Cookie Policy
Last updated: April 6, 2026
This Cookie Policy explains how Webasto Cyber Security B.V. (“Webasto,” “we”) uses cookies and similar technologies on webasto.co and customer-facing portals linked from it. Read it together with our Privacy Policy and GDPR materials, which describe broader processing of personal data in security operations.
1. Mission-specific uses
Webasto delivers domain-threat monitoring and client dashboards that may display sensitive indicators. Cookies help authenticate security analysts, enforce session timeouts, remember consent choices, and—if permitted—measure which documentation helps customers configure integrations correctly.
2. Technologies
We use first-party cookies, occasional local storage for consent records, and session tokens aligned with security best practices. Some features may rely on short-lived cookies bound to your IP range or device fingerprinting at a coarse level to reduce session hijacking; such processing supports fraud prevention.
3. Legal bases
For strictly necessary cookies required to secure accounts and deliver contracted services, we rely on performance of a contract and legitimate interests in IT security. For optional analytics or marketing technologies, we request consent where EU/UK law requires. Employees of enterprise clients should follow internal policies in addition to browser controls.
4. Categories in detail
Strictly necessary. Login state, CSRF protection, routing to the correct regional endpoint, audit-friendly session expiry, and storage of your cookie preferences.
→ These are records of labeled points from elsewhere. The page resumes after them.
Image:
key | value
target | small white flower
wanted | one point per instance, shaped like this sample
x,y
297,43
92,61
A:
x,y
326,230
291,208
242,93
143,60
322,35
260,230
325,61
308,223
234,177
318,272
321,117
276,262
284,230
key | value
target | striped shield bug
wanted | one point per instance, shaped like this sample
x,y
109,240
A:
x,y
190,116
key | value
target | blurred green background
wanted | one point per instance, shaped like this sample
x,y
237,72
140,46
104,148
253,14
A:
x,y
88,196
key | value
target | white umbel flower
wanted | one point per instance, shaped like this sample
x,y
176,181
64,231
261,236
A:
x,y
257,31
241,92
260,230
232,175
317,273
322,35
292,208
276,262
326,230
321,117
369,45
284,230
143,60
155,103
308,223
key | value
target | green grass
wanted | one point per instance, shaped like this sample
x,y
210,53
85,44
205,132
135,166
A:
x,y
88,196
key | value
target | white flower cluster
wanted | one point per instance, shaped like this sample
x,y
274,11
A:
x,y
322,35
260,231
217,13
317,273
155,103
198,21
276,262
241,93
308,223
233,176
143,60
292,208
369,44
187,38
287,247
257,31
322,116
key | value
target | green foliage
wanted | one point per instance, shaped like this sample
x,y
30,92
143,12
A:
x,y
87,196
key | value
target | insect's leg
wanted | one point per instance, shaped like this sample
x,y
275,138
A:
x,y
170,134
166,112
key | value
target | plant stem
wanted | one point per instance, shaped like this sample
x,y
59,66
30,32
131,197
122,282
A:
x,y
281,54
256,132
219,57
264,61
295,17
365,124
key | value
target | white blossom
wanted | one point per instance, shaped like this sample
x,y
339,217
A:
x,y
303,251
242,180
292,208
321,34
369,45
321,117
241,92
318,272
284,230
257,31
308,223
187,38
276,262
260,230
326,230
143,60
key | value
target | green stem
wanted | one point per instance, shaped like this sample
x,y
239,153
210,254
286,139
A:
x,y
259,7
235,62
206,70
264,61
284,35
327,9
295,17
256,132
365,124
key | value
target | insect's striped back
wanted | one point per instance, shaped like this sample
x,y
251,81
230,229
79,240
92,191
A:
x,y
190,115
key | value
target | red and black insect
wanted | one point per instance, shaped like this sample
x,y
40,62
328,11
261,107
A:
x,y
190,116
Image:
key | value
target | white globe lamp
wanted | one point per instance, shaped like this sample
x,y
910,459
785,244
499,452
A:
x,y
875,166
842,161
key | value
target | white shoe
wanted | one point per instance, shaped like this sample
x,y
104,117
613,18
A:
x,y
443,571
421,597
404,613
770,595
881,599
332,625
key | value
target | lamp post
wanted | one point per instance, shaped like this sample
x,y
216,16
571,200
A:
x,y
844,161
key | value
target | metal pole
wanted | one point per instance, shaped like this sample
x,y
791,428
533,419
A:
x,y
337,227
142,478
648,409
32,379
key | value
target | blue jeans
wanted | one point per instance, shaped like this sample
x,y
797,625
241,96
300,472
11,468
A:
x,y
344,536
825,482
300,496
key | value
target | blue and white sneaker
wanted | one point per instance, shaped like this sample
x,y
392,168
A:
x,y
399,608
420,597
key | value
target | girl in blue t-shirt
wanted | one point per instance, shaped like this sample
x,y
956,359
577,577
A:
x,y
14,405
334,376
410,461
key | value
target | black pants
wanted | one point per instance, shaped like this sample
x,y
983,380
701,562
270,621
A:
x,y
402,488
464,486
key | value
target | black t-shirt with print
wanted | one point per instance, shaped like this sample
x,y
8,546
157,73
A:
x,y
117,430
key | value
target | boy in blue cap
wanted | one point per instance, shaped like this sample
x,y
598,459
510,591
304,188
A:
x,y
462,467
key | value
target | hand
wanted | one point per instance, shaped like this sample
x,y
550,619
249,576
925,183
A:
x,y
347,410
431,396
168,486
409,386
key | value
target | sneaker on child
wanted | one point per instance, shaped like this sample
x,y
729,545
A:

Functional. Dashboard layout density, theme, or accessibility toggles when you enable them.
Analytics (optional). Aggregated usage of knowledge-base articles, API error pages, and training webinars to prioritize product fixes.
Marketing. We do not run consumer ad networks on the security portal. Partner webinar or event tags will be disclosed if added.
5. Third-party components
Status pages, support chat, or embedded videos may set third-party cookies. Their providers act under their own notices.
6. Retention
Authentication cookies expire at logout or timeout. Persistent preference cookies typically last up to twelve months. Security logs may be retained separately under our privacy policy.
7. Managing cookies
Use our consent banner and browser controls. Blocking necessary cookies may prevent login or download of signed threat reports.
8. International transfers
If subprocessors outside the EEA process data collected via cookies, we implement appropriate safeguards described in our privacy documentation.
9. Updates
We revise this policy when vendors or legal requirements change; the page header date reflects substantive edits.
10. Incident response clients
If you access Webasto portals under an active incident or retainer, additional security cookies may enforce IP allowlists, step-up authentication, or short-lived download tokens for threat briefings. Those mechanisms are documented in your customer annex and may override generic marketing preferences until the engagement ends.